Patterns of cortisone and cortisol concentrations over time
From nine subjects (all female), 12 consecutive cm of hair were analyzed separately per cm hair. Individual, but predictable, trajectories were apparent for both cortisone and cortisol and a strong non-linear relationship among consecutive concentrations within the hair strand was found for all subjects studied (Figure 2A). A second order polynomial fit resulted in a conditional R2 of 0.947 and 0.925 for cortisone and cortisol, respectively (Supplementary Table 2). Increasing the degree of fit to a third order, or using a spline model, did not improve the model substantially. The marginal (average) and subject-specific predictions are included in Figure 2A and B, respectively. Furthermore, analyte concentrations showed a negative decline even within the first 2 cm in almost all subjects. Consistent with the observation over 12 cm, the degree of decline was subject-specific (Supplementary Figure 2). Finally, as expected from the assays performance characteristics, cortisone concentrations showed less individual variation and better predictability when compared to cortisol.
Marginal predictions (A) and subject-specific predictions (B) of cortisone and cortisol concentrations per centimeter hair.

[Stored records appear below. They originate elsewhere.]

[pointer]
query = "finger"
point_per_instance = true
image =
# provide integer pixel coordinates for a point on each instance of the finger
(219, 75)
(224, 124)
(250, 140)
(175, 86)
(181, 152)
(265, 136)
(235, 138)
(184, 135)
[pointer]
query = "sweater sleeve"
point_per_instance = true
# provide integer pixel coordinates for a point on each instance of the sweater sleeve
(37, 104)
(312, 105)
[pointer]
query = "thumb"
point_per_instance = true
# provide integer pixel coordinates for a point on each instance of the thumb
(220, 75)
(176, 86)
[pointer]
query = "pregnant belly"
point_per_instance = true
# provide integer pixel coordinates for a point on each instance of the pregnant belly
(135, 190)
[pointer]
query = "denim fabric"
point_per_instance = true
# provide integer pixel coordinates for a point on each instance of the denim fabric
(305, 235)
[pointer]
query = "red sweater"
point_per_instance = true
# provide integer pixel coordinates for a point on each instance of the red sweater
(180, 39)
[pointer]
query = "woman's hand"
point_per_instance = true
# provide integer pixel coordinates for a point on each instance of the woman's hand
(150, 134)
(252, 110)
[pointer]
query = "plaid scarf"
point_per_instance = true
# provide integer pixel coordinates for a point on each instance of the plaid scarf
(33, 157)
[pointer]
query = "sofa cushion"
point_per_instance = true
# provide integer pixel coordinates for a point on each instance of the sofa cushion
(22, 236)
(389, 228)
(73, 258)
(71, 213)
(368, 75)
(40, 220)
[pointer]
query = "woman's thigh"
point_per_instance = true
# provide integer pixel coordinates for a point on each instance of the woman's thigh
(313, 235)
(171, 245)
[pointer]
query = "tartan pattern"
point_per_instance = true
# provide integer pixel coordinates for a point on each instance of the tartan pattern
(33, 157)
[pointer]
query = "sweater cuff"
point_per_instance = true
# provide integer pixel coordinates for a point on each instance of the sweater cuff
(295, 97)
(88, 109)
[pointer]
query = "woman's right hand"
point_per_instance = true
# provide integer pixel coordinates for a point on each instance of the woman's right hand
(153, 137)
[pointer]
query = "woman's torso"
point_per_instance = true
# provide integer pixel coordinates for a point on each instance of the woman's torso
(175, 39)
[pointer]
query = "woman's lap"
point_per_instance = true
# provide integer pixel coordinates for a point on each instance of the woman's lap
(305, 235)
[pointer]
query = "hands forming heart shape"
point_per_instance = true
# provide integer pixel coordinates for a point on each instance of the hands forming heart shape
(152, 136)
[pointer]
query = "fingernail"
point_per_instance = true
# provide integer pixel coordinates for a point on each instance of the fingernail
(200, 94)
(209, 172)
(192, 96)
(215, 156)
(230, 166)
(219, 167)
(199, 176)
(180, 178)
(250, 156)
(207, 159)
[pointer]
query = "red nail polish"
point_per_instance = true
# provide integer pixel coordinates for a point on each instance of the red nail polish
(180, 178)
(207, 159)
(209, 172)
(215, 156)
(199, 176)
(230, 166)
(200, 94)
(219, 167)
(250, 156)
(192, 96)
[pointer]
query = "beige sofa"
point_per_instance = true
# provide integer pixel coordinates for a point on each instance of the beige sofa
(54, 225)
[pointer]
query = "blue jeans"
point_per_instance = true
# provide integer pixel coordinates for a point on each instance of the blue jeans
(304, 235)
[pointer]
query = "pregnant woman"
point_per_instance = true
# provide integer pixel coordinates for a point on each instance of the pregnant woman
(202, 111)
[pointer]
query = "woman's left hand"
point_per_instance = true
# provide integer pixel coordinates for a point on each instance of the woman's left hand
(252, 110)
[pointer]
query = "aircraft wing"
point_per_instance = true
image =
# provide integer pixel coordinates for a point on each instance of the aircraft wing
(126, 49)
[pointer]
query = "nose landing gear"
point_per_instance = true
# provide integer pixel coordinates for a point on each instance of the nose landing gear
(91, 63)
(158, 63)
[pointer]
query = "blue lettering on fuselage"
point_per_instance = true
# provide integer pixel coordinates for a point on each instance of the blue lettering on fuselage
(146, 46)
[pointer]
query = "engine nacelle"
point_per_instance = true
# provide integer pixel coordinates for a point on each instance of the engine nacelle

The dotted lines represent the 95% confidence interval (95%CI). The differences between the upper and the lower bound of the 95%CI (delta) at 1 cm and 3 cm are presented in the white boxes with black outline (A). Comparison of the marginal and subject-specific predictions of the subjects 3, 5 and 7 (B). The black lines denote the marginal predictions and the grey lines the subject-specific predictions. The black circles present the observed data.
Matrix interferences
Results of all matrix experiments are presented in Table 4B. The R2 of both cortisone and cortisol were always >0.999. The result showed a matrix effect (%ME) of maximal 5 %, extraction recovery (%RE) of ≥98 % and a process efficiency (%PE) ≥97 %. The absolute %ME, %RE and %PE were also calculated by slope of area of analyte and the extraction lost was taken into account. For cortisone this was 97, 89 and 84 %, respectively. For cortisol this was 97, 90 and 89 % respectively. The R2 on average was >0.995, only in case of pre-extraction spike this was on average 0.99.
Discussion
We developed an accurate, sensitive and robust LC-MS/MS method for quantification of cortisone and cortisol in human scalp hair. This method is novel in several aspects. It is sensitive and only requires 10 mg of hair. Several optimized conditions in combination with the MS/MS measurement in ESI− mode ensure selectivity, sensitivity and minimize the risk of incorrect quantification of analytes within the hair matrix and/or misinterpretation. In addition, a good separation of the analytes using a RP-column with suitable LC-gradient combined with use of 13C3-labelled internal standards ensures the robustness of the newly developed method for determination of cortisone and cortisol in hair. Furthermore, the LC-MS method was sufficiently sensitive and precise to detect variations within-subjects in cortisone and cortisol concentrations between successive hair segments of 1 cm. Using mixed model analysis, a statistical approach for within-subject data, strongly conserved individual patterns of cortisone and cortisol concentrations could be calculated.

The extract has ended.